Evaluating Pause-Only as a First-Line Defence
Let’s consider potential scenarios where a vulnerability is actively being exploited by an attacker:
Malicious L2 → L1 message. An attacker can craft any arbitrary message that originates from a smart contract on the rollup and forward the message via the native bridge to smart contracts on Ethereum.
Invalid State Transitions. An attacker can execute transactions on the rollup that break the state transition function rules and it should normally be considered invalid.
Withdrawal exploit. An attacker can withdraw funds from the native bridge by only issuing transactions on Ethereum (the layer-1).
In all three cases, a time delay simply permits an attacker additional time to continue stealing the funds and reduces the window of opportunity for the security council to defend the system. The time-delay functionality is prohibitive to defending against active exploits and should only be used for routine maintenance / non time critical tasks.
We will only evaluate the ability to pause the system and the degree in which the system can be paused.
In the case of a malicious L2 → L1 message, the pause functionality can mitigate the attack without interfering with transaction activity. The security council should pause message delivery and/or the ability to finalise new checkpoints. There is an argument that L2 → L1 messages should have a time delay before they are executed to permit time for the security council to detect bug and react to the emergency event.
Defending against invalid state transitions is trickier as transaction finality has different tiers in a rollup. If we only consider transactions on the rollup and not any side-effects, then the best defence for the security council is to halt the ability for checkpoint finalising, but continue to allow pending transactions to be ordered. This can permit time for the bug to be fixed, checkpoint finalisation reactivated, and for the invalid transactions to simply be ignored.
However, if transaction activity on the rollup is not turned off, then the user experience will be messy and the rollup may appear in a state of havoc until the client software is upgraded.
This brings us to next scenario.
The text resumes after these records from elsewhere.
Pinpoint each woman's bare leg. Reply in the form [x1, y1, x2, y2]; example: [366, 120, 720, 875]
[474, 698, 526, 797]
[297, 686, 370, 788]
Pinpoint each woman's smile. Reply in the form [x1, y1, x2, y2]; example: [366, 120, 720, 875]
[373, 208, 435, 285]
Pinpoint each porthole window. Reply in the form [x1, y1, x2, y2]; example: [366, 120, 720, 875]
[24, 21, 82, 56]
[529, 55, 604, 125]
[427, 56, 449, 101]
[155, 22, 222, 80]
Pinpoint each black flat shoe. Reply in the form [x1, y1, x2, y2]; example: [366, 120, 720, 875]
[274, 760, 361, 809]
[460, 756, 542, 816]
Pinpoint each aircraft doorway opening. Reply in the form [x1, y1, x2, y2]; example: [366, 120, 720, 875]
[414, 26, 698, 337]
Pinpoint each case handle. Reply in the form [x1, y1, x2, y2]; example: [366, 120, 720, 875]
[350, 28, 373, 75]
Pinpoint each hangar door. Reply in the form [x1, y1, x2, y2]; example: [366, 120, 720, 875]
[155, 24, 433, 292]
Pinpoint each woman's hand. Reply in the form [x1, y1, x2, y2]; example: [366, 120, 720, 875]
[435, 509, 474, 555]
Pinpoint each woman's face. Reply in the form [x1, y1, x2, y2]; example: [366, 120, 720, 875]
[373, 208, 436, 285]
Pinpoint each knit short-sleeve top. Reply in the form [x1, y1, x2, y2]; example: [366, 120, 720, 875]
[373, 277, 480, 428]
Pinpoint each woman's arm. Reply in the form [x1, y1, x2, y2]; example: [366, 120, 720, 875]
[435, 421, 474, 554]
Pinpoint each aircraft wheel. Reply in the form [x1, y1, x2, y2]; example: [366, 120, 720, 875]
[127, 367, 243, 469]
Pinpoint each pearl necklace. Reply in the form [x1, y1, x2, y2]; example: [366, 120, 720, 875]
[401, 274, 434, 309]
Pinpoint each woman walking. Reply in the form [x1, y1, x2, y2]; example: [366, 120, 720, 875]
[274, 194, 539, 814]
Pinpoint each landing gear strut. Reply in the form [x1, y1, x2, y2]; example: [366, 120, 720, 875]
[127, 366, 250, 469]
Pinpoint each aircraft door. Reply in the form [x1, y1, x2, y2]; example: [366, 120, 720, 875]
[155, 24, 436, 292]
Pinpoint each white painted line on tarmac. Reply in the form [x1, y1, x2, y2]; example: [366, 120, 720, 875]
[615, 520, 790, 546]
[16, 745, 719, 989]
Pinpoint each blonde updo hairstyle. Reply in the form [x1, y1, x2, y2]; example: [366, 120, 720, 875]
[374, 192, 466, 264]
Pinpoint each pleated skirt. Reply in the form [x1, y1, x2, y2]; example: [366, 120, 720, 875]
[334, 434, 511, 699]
How should the security council react if we consider how the invalid transactions on a rollup may impact other systems that observe it. The best line of defence is to either freeze the ability for the native bridge to finalise the ordering of transactions or to turn off the Sequencer altogether.
This is because some systems, like fast bridges that move funds from one rollup to another rollup, may authorise funds to be transferred once they believe that a rollup’s transaction (including the invalid transaction) is ordered for execution. In this example, it may allow an attacker to exploit a DeFi protocol on the rollup and then quickly escape with the funds by moving it to another rollup via a fast bridge.
By the time the security council can fix the bug and revert the invalid transactions, the damage may already be done. Either the DeFi protocol or the LPs in the fast bridge may bear the losses from the attack.
Finally, if the vulnerability allows the attacker to withdraw funds directly from the native bridge, similar to the Nomad Hack, then the security council may be powerless to stop it.
There is a final overarching issue with the pause-only approach. We must assume there is a wider governance system that can approve the upgrade and reactivate the rollup. If we assume the governance system is a DAO with an on-chain voting system that runs on the rollup, then there are tricky implementation issues that arise.
For example, if the L2 → L1 message bridge is paused, then the DAO’s voting result cannot be passed from the rollup to the native bridge living on Ethereum. An alternative method for the DAO to send its approval and execute the upgrade must be implemented.
Phasing Out Security Council
Some in the community believe that Security Councils should be phased out, but from my perspective, two issues arise:
False sense of security. An attacker with knowledge of an exploit will wait until the security council is phased out before performing the attack. This undermines our ability to gain confidence in the system’s security with the passage of time.
Limited recovery options. Without a security council, there is little the community can do to fight back against an attacker. The only option available is to pursue a parallel white-hat hack and hopefully recover any remaining funds.
I’d argue that security councils will always be needed, but the authority that is entrusted with them should be gradually curtailed.
With that in mind, the design question should be:
How can we enable a security council to pause the system with minimal impact on users while allowing the wider community’s input on deciding how to fix the bug and reactivate the system?
Put another way, we need an implementation that truly allows the community to step in and recover the situation before curtailing the security council’s power to pause-only.
In layer-1 blockchain land, the community does have direct input by using a user activated fork, but that approach is not applicable for smart contracts on Ethereum (like a rollup) without forking the entirety of Ethereum. There may be cases when the Ethereum community will collectively decide to save a rollup, just like TheDAO in 2016, but a rollup project should NEVER depend or expect such an outcome.
Another interesting idea along these lines is to implement an Ethereum Supreme Court to decide upon smart contract upgrades and enable a mechanism that looks similar to a user activated fork.
As mentioned already, if the rollup entrusts its security with a DAO, then there should be an implementation that allows the DAO to cast votes directly on Ethereum. This is very tricky, especially if the voting protocol lives on the rollup.
As a final note, I do believe that a comprehensive review on the type of situations that may warrant a response from the security council is required to help aid the discussion around their necessity.
Why Care About The Rollup If There Is A Multisig?
We have spent a considerable amount of time understanding the responsibility, design and need for a security council, but it is important to get back to this article’s original question:
Is a Rollup Just a Multisig?
The answer is no.
To help understand why it is best to take a step back and understand what a blockchain system is really trying to do.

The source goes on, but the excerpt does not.